The Histogram comes in a variety of flavors. The one that is most famous and mostly used is the luminosity histogram. Take a look at the following image and the Luminosity histogram that accompanies it.
If you notice, the luminosity histogram (which plots a graph of all pixels based on their luminosity scale from 0 to 255) looks absolutely fine.
Each pixel in your camera contains information in three channels (Red, Green and Blue) so each pixel has an RGB value. For e.g.
A complete white has RGB values of 255,255,255
A complete black pixel has RGB values of 0,0,0
A darkish grey image might have RGB values of 123,123,123
A bright yellow might have an RGB value of 255,255,0 and so on.
Now with this in mind, let’s see how is the Luminosity Histogram created.
The Luminosity histogram is created by taking the RGB values of each pixel and then creating a single reading out of those values with the following equation
0.59 x Green + 0.3 x Red + 0.11 x Blue
So the green gets a 59% weight, red gets 30% and blue gets 11%.
Now assume that a pixel is a vibrant red.
Its pixel value comes to something like 255,50,50
Note that a 255 value in the red channel means that there is an over-exposure of the Red Channel.

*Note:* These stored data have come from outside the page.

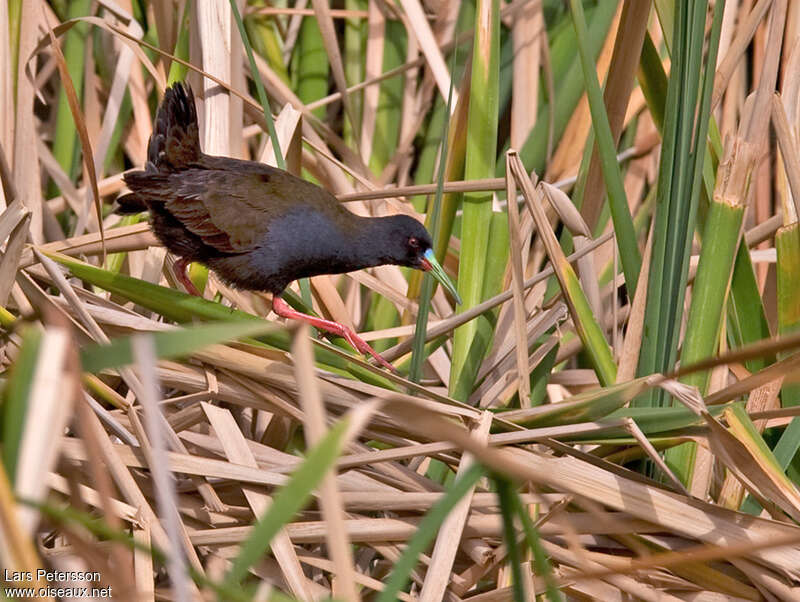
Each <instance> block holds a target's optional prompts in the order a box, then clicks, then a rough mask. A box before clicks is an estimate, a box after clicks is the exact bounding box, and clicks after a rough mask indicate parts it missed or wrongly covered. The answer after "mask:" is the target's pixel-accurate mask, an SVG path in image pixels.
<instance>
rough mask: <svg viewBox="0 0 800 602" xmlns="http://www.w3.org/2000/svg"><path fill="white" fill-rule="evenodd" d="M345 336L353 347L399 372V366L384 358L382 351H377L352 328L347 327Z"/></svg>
mask: <svg viewBox="0 0 800 602" xmlns="http://www.w3.org/2000/svg"><path fill="white" fill-rule="evenodd" d="M343 336H344V338H345V339H347V342H348V343H350V345H352V347H353V349H355V350H356V351H358V352H359V353H362V354H364V355H371V356H372V357H374V358H375V361H376V362H378V363H379V364H380V365H381V366H383V367H384V368H386V369H387V370H391V371H392V372H393V373H395V374H399V372H398V371H397V368H395V367H394V366H392V365H391V364H390V363H389V362H387V361H386V360H385V359H383V357H382V356H381V354H380V353H378V352H377V351H375V350H374V349H373V348H372V347H371V346H370V345H369V343H367V342H366V341H365V340H364V339H362V338H361V337H360V336H358V335H357V334H356V333H355V332H353V331H352V330H351V329H349V328H346V327H345V332H344V333H343Z"/></svg>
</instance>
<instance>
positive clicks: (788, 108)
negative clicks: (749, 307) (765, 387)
mask: <svg viewBox="0 0 800 602" xmlns="http://www.w3.org/2000/svg"><path fill="white" fill-rule="evenodd" d="M794 50H795V52H793V57H792V60H791V61H790V65H792V64H793V63H794V64H796V63H797V61H798V60H800V53H799V52H797V50H798V47H797V46H796V47H795V49H794ZM799 84H800V82H798V77H797V75H796V74H793V75H792V76H790V77H789V78H787V82H785V84H784V89H785V91H786V98H785V99H784V100H783V102H781V99H780V97H779V96H778V95H775V97H774V98H773V102H772V117H773V123H774V127H775V132H776V133H777V137H778V144H779V147H780V150H781V157H782V158H783V164H784V173H785V179H786V182H785V184H784V186H783V191H784V192H783V195H782V202H783V216H784V217H783V219H784V225H783V226H782V227H781V228H779V229H778V232H777V233H776V234H775V249H776V252H777V264H776V276H777V278H776V280H777V288H778V298H777V314H778V315H777V317H778V333H779V334H780V335H783V336H786V335H789V334H791V333H793V332H797V331H799V330H800V303H798V299H800V279H798V277H797V274H798V273H800V221H798V213H800V212H798V210H797V205H798V204H800V160H799V159H798V152H797V139H796V137H795V135H794V133H793V132H794V130H793V129H792V128H791V127H790V126H789V119H788V118H787V113H788V114H789V115H792V117H793V118H794V120H795V121H796V120H797V119H798V116H797V114H796V103H797V100H798V85H799ZM784 103H785V105H786V110H784ZM790 355H791V352H788V353H783V354H779V357H784V358H785V357H787V356H790ZM798 404H800V384H798V383H787V384H785V385H784V386H783V388H782V389H781V405H782V406H783V407H788V406H793V405H798ZM798 447H800V419H797V418H794V419H793V420H792V421H791V422H790V423H789V425H788V426H787V427H786V430H785V431H784V433H783V435H781V438H780V439H779V440H778V443H777V444H776V445H775V449H774V453H775V456H776V458H777V461H778V463H779V464H780V466H781V468H783V469H785V468H786V467H787V466H788V465H789V463H790V462H791V461H792V459H793V458H794V456H795V454H796V453H797V449H798Z"/></svg>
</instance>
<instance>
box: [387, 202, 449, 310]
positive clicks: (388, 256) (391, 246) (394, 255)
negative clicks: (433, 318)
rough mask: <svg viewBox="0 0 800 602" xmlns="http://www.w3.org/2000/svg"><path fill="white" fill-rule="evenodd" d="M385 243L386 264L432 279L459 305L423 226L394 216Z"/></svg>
mask: <svg viewBox="0 0 800 602" xmlns="http://www.w3.org/2000/svg"><path fill="white" fill-rule="evenodd" d="M386 219H387V220H390V222H389V223H390V224H391V227H390V229H389V235H388V237H387V238H388V240H387V241H386V243H387V244H386V248H385V251H386V252H387V253H388V254H389V256H388V257H387V259H389V261H387V263H394V264H397V265H403V266H408V267H410V268H416V269H418V270H422V271H424V272H430V273H431V275H432V276H433V277H434V278H436V280H438V281H439V284H441V285H442V286H443V287H444V289H445V290H446V291H447V292H449V293H450V294H451V295H452V296H453V298H454V299H455V300H456V303H459V304H460V303H461V297H459V295H458V291H457V290H456V287H455V285H454V284H453V282H452V281H451V280H450V278H449V277H448V275H447V274H446V273H445V271H444V269H443V268H442V266H441V265H440V264H439V262H438V261H437V260H436V255H435V254H434V252H433V241H432V240H431V235H430V234H428V231H427V230H426V229H425V226H423V225H422V224H420V223H419V222H418V221H417V220H415V219H414V218H412V217H409V216H408V215H394V216H392V217H390V218H386Z"/></svg>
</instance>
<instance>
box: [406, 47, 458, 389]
mask: <svg viewBox="0 0 800 602" xmlns="http://www.w3.org/2000/svg"><path fill="white" fill-rule="evenodd" d="M457 55H458V49H456V50H455V51H454V52H453V59H452V62H451V66H450V71H451V73H452V72H453V70H454V66H455V63H456V57H457ZM452 102H453V80H452V79H451V80H450V91H449V93H448V95H447V110H446V113H445V115H447V116H449V115H452V114H453V112H452V110H451V108H452ZM454 118H455V116H454ZM441 139H442V141H444V144H442V152H441V156H440V157H439V170H438V174H437V176H436V195H435V196H434V199H433V206H432V207H431V209H430V211H429V213H428V216H427V217H428V219H427V222H428V223H427V226H428V228H430V231H432V232H433V241H434V242H433V245H434V250H437V249H438V248H439V247H440V246H441V240H442V238H443V237H442V233H441V230H442V228H441V225H440V224H441V213H442V196H443V191H444V178H445V167H446V166H447V165H448V164H449V154H448V151H449V146H450V145H449V141H450V119H449V118H445V120H444V124H443V126H442V137H441ZM434 252H435V251H434ZM437 259H438V257H437ZM443 260H444V258H442V261H443ZM435 285H436V281H435V280H434V279H433V276H431V275H430V274H428V273H426V274H424V276H423V280H422V292H421V293H420V297H419V301H418V302H419V310H418V312H417V324H416V328H415V329H414V332H415V333H416V335H415V336H414V346H413V347H412V351H411V366H410V368H409V372H408V378H409V380H411V381H414V382H419V379H420V378H421V377H422V365H423V363H424V362H425V357H426V355H425V336H424V333H425V331H426V330H427V329H428V315H429V313H430V304H431V297H433V291H434V287H435ZM409 288H411V285H410V284H409Z"/></svg>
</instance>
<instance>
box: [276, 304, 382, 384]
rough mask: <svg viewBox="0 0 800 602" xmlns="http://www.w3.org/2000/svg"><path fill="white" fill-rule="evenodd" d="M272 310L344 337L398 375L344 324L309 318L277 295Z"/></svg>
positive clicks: (342, 336)
mask: <svg viewBox="0 0 800 602" xmlns="http://www.w3.org/2000/svg"><path fill="white" fill-rule="evenodd" d="M272 309H273V311H274V312H275V313H276V314H278V315H279V316H281V317H282V318H286V319H288V320H300V321H302V322H307V323H308V324H311V325H312V326H314V327H316V328H319V329H320V330H325V331H327V332H330V333H332V334H335V335H339V336H340V337H343V338H344V339H345V340H346V341H347V342H348V343H350V345H351V346H352V347H353V349H355V350H356V351H358V352H359V353H363V354H364V355H367V354H369V355H371V356H372V357H374V358H375V361H377V362H378V363H379V364H380V365H381V366H383V367H384V368H387V369H389V370H391V371H392V372H394V373H395V374H396V373H397V369H396V368H395V367H394V366H392V365H391V364H390V363H389V362H387V361H386V360H385V359H383V358H382V357H381V355H380V354H379V353H378V352H377V351H375V350H374V349H373V348H372V347H370V346H369V344H368V343H367V342H366V341H365V340H364V339H362V338H361V337H360V336H358V335H357V334H356V333H355V332H353V330H352V329H351V328H348V327H347V326H345V325H344V324H339V323H338V322H334V321H333V320H324V319H322V318H316V317H314V316H309V315H308V314H304V313H302V312H299V311H297V310H296V309H292V308H291V307H290V306H289V304H288V303H286V301H284V300H283V298H282V297H280V296H278V295H275V296H273V297H272Z"/></svg>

When this is shown in the Luminosity Histogram, the value comes to
(50 x 0.59) + (255 x 0.3) + (50 x 0.11) = 111.5
This value of ‘111.5’ will never show you that the Red Channel is clipped/over-exposed.
The Highlight Enable/Alert options in your cameras also generally work on the Luminosity concept so they will not blink on channel specific over-exposure either.
This is where the Channel Specific Histograms come handy.
Take a look at the Channel Specific histograms for the image below and you will quickly realize that the Reds are getting overexposed. The easiest remedy is to reduce the exposure a little and get the colors right.
If your camera has the functionality to display the channel specific histograms as well, make sure you enable them. Helps when you are shooting subjects which have a variety of colors.